Tale notizia è stata diffusa da fonti vicine al governo di Tunisi, le quali hanno sottolineato la crescente pressione a cui è sottoposto il partito del primo ministro, Nidaa Tunis. È previsto che Chahed cambi almeno 6 portafogli, tra cui quello di Turismo, Energia, Salute e Trasporti, mentre non saranno toccati il Ministero dell’Interno, della Difesa, degli Affari esteri e delle Finanze. “Il premier ha concluso i negoziati con i partiti politici e li annuncerà nei prossimi giorni”, ha riferito la fonte a Reuters in condizioni di anonimato.

Alla fine di settembre, il presidente Beji Caid Essebsi ha annunciato la fine dell’alleanza tra il suo partito laico Nidaa Tounes, e gli islamisti moderati di Ennahda, approfondendo le divisioni all’interno della fragile coalizione di governo. Secondo alcuni analisti, la decisione del presidente potrebbe ostacolare l’attuazione delle riforme economiche volute dai partner internazionali che hanno fornito soldi a Tunisi, per rimettere in piedi l’economia tunisina. “Il governo non rischierà di essere rovesciato in Parlamento, ma la divisione aumenterà, le tensioni sociali emergeranno e ci saranno conseguenze negative per le riforme economiche”, ha spiegato Nizar Makni, analista e giornalista, il quale ha aggiunto che i cambiamenti economici richiedono consenso per evitare nuove proteste di massa.

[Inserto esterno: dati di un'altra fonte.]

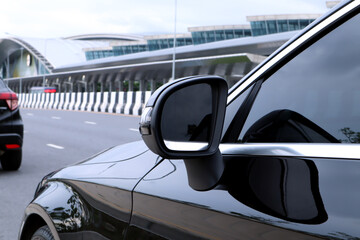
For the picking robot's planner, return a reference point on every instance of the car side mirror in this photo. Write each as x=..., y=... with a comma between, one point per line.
x=184, y=118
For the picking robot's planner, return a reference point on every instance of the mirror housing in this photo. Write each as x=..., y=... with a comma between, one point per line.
x=184, y=118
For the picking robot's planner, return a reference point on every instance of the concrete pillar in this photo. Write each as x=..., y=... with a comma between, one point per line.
x=142, y=86
x=131, y=85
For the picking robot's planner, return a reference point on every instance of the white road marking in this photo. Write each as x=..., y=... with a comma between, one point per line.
x=54, y=146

Nonostante la coalizione governativa stesse facendo i conti con l’inflazione e la disoccupazione, era riuscita a far compiere alla Tunisia quella che è riconosciuta come l’unico successo democratico della Primavera Araba, evitando che il Paese nordafricano andasse incontro alle stesse sorti di Egitto, Libia e Siria. Nel 2014, Ennahda e Nidaa Tounes concordarono una Costituzione che conferisse ampi diritti politici e limitasse il ruolo della religione, permettendo l’organizzazione di elezioni libere. Tuttavia la Tunisia è andata incontro ad una nuova crisi politica nel corso dell’anno passato, da quando il figlio di Essebsi, leader di Nidaa Tounes, a luglio, ha chiesto le dimissioni del premier Youssef Chahed, accusato di non essere riuscito a rialzare l’economia della Tunisia. Tuttavia, il partito Ennahda si è schierato in supporto al premier tunisino, sostenendo che la sua dimissione avrebbe avuto effetti negativi sulla stabilità del Paese.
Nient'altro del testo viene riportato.